Hi!
On Monday 17 June 2019 16:56:49 Axel Beckert wrote:
> Control: tag -1 - moreinfo + patch
>
> Hi Pali,
>
> thanks for the quick response! Let's try to figure out the difference
> between our configurations to find the culrprit.
>
> Pali Rohár wrote:
> > > Pali Rohár wrote:
> > > > severity 919188 critical
> > >
> > > Why? You neither explained that it breaks the whole system nor that it
> > > causes other, unrelated packages to break nor that it causes serious
> > > data-loss.
> > >
> > > Please check https://www.debian.org/Bugs/Developer#severities and
> > > explain why you think that the severity you've chosen fits this bug
> > > report.
> >
> > Hi! The reason is that it breaks boot process.
>
> Just to make this clear:
>
> It actually doesn't finish to boot and other services which would
> start after sslh are not starting at all, correct?
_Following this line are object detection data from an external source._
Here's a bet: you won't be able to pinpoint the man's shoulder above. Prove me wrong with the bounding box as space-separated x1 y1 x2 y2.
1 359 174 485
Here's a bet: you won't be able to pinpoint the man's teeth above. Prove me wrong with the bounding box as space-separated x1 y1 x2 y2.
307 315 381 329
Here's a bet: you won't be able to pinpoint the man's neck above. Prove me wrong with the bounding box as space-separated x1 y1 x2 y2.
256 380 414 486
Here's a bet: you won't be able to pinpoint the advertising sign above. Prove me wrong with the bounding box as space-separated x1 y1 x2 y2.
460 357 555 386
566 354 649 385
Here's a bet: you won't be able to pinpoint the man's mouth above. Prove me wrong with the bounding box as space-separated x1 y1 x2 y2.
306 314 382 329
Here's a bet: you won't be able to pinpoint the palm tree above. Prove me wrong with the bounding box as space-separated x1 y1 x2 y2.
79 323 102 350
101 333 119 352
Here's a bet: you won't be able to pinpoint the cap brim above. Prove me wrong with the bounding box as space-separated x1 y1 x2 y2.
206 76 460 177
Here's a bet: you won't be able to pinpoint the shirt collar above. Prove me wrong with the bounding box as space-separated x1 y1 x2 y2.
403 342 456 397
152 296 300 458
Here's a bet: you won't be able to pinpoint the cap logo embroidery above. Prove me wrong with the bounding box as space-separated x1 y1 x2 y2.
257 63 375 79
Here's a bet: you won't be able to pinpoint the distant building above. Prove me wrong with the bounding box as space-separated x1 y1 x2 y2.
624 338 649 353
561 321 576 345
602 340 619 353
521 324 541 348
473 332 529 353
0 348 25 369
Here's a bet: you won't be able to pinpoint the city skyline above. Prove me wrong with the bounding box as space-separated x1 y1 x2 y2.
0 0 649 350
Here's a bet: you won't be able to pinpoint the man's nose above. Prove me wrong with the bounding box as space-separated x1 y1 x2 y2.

Currently seems that everything was started. But I do not know if it is
because of parallelism or it is intended due to to forking of startpar.
Or if there is race condition... Such bugs which affects boot process,
where is involved parallelism or forking are annoying; plus they needs
full reboot of machine, etc...
> > startpar is still running and sslh stdout output is going to tty1
> > where /dev/console points.
>
> The latter is definitely annoying, but I wouldn't consider that part
> "breaking the boot process".
>
> JFTR: For me, the log messages of sslh go to either /var/log/user.log
> (if started via inetd) or /var/log/auth.log (if started as standalone
> daemon via init script).
>
> > > Addtionally I can't reproduce this bug no matter which variant I'm
> > > trying. And I'm running sslh under sysvinit on Debian Testing since
> > > 2012 (in standalone and single-thread mode):
> >
> > Strange, it happens for me on all Debian servers where sslh is
> > installed and in use. Also exactly same problem is on small Raspberry PI
> > installation. And proposed fix fixes it...
>
> Ah right, you've added a patch. Forgot to tag the bug report as
> "patch". Done now.
>
> (I also checked that I don't have a similar patch like you proposed in
> place. That would have been embarrassing. But I haven't. :-)
>
> > Some maybe configuration of something other takes effect on it too?
>
> I suspect so.
>
> > For me it is 100% reproducible, no race condition or randomness.
>
> Same here, just the other way round. ;-)
>
> > > So please also show your sslh entry in /etc/inetd.conf and your
> > > /etc/default/sslh.
> [...]
> > $ cat /etc/default/sslh
> > # Default options for sslh initscript
> > # sourced by /etc/init.d/sslh
> >
> > # Disabled by default, to force yourself
> > # to read the configuration:
> > # - /usr/share/doc/sslh/README.Debian (quick start)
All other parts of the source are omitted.